2. Number of Open Accounts
It used to be that having too many open credit card accounts was viewed as a negative factor. However, it appears that has been reversed, provided that the accounts have not been delinquent or overused. Now, having more open and active accounts could have a positive effect on credit scores under the new scoring system. A potential negative aspect of this change is that more credit card issuers may close seldom used consumer accounts. Credit underwriters will also need to re-evaluate their lending policies.
3. Isolated Credit Issues
The new credit score model will apparently be more forgiving to mortgage borrowers who only have one major negative problem on their credit report. The scoring model calculates the severity and frequency of negative credit items. Depending on the item reported, isolated problems will have less impact on credit scores, as opposed to continuous and recurring late payments and delinquencies. Mortgage lenders and borrowers should welcome this change because of the potential upside of good borrowers not being lumped into a category of repeat offenders.
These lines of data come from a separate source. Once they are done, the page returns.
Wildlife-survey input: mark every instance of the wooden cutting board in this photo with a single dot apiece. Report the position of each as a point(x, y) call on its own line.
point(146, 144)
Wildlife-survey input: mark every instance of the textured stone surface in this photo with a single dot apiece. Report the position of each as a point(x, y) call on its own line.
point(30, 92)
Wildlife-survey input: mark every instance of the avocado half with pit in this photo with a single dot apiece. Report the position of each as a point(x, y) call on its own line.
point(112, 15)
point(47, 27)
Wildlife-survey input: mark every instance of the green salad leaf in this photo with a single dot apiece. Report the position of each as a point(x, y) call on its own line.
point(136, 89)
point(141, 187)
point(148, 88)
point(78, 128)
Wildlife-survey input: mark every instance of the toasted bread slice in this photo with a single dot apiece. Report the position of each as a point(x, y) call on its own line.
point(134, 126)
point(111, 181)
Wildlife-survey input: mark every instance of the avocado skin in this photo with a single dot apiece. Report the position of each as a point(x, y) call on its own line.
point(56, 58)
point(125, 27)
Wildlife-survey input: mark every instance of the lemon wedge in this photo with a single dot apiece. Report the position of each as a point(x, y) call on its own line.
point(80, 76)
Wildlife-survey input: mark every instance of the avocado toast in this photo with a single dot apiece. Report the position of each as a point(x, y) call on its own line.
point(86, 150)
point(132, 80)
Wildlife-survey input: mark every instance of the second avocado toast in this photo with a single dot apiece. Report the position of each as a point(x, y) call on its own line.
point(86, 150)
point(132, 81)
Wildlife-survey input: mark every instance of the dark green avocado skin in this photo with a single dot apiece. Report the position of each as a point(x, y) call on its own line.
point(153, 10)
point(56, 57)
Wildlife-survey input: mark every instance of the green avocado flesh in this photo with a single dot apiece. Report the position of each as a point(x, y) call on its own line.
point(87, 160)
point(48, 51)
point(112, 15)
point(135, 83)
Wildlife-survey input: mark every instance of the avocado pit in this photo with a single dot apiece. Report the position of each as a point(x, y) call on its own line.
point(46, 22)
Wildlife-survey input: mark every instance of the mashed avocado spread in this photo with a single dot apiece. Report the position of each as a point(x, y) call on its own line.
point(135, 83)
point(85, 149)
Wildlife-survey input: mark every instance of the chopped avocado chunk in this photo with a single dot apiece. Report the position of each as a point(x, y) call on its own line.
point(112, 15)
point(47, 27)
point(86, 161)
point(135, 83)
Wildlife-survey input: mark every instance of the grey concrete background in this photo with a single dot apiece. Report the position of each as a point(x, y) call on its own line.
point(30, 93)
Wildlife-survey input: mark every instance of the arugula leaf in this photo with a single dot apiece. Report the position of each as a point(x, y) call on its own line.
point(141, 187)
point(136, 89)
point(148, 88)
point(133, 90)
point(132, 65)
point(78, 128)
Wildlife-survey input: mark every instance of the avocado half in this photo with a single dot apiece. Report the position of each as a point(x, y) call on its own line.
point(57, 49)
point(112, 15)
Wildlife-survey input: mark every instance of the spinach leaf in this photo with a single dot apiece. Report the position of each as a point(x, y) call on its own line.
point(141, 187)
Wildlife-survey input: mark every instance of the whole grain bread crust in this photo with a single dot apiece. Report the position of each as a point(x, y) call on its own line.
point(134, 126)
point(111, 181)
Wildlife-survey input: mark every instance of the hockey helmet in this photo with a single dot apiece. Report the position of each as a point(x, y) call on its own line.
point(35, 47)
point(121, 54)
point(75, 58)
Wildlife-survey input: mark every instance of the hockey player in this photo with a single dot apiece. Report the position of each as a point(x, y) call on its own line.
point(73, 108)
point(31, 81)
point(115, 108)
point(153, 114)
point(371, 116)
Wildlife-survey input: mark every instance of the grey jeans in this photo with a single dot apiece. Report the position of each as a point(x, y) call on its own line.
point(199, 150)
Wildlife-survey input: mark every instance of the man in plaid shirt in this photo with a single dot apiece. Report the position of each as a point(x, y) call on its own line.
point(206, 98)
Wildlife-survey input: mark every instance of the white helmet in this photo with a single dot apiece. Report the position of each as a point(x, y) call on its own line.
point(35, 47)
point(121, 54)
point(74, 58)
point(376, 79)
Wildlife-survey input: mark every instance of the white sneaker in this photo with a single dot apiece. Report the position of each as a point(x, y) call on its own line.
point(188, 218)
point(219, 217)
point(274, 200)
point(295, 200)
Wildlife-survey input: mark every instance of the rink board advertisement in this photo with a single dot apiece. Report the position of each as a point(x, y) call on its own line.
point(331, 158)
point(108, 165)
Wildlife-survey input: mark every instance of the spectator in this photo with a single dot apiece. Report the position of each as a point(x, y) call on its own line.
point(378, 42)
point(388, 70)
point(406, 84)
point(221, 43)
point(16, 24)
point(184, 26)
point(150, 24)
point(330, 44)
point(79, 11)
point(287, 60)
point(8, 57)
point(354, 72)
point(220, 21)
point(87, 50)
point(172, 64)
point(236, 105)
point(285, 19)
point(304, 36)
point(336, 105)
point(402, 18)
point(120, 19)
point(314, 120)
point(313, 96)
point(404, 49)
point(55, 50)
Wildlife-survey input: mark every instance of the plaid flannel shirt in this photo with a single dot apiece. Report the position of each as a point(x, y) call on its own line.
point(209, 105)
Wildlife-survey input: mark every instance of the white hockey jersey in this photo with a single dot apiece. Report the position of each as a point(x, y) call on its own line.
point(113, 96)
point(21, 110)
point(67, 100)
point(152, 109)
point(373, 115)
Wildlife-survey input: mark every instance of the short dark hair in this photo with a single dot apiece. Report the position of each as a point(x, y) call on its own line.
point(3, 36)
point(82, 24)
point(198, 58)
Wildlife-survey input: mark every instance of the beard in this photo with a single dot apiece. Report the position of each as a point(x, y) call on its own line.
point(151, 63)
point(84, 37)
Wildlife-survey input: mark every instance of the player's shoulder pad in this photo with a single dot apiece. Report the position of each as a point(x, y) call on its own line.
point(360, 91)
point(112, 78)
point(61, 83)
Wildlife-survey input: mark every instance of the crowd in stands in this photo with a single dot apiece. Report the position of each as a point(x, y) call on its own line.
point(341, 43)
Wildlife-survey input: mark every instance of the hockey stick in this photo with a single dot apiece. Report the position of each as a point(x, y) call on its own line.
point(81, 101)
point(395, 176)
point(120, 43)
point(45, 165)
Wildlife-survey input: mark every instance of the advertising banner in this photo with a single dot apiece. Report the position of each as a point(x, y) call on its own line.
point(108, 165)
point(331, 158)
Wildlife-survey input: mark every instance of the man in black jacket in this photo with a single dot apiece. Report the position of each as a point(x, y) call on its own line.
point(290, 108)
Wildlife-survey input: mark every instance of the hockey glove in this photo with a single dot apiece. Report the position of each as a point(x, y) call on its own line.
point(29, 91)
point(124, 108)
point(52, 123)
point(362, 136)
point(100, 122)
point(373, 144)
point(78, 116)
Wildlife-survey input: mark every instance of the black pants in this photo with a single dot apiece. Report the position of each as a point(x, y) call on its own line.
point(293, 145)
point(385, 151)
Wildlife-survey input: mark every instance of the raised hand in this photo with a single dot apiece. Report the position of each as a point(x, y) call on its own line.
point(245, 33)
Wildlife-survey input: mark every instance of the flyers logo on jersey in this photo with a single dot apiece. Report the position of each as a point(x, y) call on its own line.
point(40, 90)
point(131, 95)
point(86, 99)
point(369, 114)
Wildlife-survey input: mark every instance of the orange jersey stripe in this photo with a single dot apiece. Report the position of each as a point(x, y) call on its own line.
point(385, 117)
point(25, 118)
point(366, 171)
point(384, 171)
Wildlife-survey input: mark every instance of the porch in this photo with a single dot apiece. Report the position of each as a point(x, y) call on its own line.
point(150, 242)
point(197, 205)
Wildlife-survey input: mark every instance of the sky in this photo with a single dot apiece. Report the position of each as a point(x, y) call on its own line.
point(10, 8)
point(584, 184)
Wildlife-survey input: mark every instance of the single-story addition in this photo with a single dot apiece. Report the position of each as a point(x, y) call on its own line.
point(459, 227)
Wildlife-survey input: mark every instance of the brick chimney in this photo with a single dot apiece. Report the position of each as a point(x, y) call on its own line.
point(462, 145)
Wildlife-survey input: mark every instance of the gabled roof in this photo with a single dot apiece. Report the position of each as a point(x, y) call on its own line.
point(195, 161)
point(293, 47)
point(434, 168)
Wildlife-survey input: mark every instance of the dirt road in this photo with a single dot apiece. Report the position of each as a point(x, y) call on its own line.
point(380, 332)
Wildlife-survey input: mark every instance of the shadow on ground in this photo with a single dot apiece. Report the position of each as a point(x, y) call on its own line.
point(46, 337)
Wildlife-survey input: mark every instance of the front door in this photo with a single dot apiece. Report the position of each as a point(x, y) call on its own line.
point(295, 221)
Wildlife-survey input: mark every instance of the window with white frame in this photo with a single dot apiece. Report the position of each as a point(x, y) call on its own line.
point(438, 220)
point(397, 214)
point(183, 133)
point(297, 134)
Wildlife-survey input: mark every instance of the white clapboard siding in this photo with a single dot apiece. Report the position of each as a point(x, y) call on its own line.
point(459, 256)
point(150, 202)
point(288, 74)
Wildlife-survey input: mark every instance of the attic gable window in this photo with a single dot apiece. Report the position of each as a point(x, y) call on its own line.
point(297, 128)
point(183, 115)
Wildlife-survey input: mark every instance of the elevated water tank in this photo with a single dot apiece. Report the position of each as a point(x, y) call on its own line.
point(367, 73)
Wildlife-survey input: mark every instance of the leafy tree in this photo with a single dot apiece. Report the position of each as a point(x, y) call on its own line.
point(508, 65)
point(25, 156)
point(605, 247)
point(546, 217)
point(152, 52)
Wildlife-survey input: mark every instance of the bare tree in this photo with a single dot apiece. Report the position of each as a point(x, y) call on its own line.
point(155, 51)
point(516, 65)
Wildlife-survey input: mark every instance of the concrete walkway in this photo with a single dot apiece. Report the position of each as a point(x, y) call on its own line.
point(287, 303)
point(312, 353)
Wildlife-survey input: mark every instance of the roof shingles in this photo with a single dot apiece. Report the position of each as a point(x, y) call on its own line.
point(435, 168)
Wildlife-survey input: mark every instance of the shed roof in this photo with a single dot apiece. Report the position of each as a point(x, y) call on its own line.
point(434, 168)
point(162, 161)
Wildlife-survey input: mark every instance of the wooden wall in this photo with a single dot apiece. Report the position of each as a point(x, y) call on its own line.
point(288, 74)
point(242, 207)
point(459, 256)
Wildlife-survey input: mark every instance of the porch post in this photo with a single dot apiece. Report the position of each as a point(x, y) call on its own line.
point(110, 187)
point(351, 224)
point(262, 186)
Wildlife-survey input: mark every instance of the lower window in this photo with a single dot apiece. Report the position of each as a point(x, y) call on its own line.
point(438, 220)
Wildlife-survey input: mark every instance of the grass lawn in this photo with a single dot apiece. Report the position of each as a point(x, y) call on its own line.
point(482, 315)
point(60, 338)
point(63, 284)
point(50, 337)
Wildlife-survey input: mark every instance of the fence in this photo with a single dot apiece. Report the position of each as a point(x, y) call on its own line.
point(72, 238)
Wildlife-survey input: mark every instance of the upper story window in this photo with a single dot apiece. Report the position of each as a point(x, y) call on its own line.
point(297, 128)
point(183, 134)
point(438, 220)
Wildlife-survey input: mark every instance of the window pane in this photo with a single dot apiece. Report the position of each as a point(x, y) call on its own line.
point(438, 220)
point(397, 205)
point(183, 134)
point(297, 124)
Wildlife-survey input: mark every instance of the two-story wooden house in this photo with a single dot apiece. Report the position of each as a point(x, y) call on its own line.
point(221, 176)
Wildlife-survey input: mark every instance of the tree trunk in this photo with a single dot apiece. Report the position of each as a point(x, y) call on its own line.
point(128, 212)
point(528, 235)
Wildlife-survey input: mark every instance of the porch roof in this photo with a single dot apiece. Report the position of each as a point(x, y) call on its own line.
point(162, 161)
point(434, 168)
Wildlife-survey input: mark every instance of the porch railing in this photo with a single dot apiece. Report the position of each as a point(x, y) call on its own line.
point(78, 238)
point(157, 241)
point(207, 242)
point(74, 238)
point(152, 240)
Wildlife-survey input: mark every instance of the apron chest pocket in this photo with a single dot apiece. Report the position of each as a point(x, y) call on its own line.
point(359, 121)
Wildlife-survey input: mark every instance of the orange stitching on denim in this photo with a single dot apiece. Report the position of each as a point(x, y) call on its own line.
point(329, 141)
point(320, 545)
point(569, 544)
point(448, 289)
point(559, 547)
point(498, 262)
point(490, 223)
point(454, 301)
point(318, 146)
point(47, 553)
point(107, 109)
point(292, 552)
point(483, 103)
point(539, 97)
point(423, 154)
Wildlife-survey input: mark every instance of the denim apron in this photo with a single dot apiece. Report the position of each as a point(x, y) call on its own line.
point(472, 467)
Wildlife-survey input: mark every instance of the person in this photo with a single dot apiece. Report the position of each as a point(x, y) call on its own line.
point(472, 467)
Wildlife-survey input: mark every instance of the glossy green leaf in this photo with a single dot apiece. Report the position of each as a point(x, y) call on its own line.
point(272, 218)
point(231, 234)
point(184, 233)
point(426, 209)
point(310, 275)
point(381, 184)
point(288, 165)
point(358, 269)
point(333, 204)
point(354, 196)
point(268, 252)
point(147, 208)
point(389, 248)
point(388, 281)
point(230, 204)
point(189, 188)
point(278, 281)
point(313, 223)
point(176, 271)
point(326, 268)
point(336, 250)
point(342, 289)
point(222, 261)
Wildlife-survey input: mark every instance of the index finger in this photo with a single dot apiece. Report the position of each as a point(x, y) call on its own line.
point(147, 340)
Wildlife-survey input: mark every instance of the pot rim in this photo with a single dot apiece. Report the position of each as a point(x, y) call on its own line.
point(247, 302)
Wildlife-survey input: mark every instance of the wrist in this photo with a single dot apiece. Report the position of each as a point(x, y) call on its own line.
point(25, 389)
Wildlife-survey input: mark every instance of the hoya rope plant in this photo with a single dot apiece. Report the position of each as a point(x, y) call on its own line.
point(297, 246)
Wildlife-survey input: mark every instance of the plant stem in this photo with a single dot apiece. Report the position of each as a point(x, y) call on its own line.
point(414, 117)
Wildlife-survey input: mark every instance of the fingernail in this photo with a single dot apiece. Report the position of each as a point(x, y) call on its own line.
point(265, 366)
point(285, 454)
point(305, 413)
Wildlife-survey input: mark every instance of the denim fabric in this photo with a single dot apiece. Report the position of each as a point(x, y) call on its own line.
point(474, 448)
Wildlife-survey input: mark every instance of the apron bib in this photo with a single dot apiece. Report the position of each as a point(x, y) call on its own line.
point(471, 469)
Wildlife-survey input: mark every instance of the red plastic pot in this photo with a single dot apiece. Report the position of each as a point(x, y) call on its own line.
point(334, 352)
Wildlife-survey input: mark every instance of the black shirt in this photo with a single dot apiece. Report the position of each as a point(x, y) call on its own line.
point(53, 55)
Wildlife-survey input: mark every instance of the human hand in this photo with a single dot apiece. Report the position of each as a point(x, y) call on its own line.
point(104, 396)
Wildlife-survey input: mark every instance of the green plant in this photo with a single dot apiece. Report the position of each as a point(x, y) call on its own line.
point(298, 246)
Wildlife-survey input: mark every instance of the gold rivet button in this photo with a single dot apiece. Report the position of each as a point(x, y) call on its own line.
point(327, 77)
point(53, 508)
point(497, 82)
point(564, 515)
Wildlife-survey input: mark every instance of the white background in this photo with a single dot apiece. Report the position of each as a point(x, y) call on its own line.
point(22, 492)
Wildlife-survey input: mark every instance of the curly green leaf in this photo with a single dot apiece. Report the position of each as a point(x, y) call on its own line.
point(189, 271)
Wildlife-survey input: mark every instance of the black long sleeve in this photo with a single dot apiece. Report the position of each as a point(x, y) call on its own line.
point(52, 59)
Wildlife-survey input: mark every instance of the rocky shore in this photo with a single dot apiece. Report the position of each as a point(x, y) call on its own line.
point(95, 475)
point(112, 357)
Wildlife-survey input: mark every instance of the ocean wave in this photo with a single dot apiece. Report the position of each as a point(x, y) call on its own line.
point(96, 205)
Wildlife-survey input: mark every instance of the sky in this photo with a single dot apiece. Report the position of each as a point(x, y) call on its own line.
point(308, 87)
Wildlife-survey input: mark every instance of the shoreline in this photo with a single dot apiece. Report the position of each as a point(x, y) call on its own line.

4. Small Collection Accounts
Collection accounts with an original amount of less than $100 are disregarded. Another positive benefit for borrowers with minor debts owed from parking tickets, unpaid library fines, small medical bills, or other disagreements. Infractions like these should no longer affect credit scores.
5. Authorized User Credit
The previous FICO credit score model allowed for authorized users on credit card accounts to build a positive credit profile without being the primary card holder. While some authorized user data is allowed, the new formula has reduced the ability to build credit based on this method.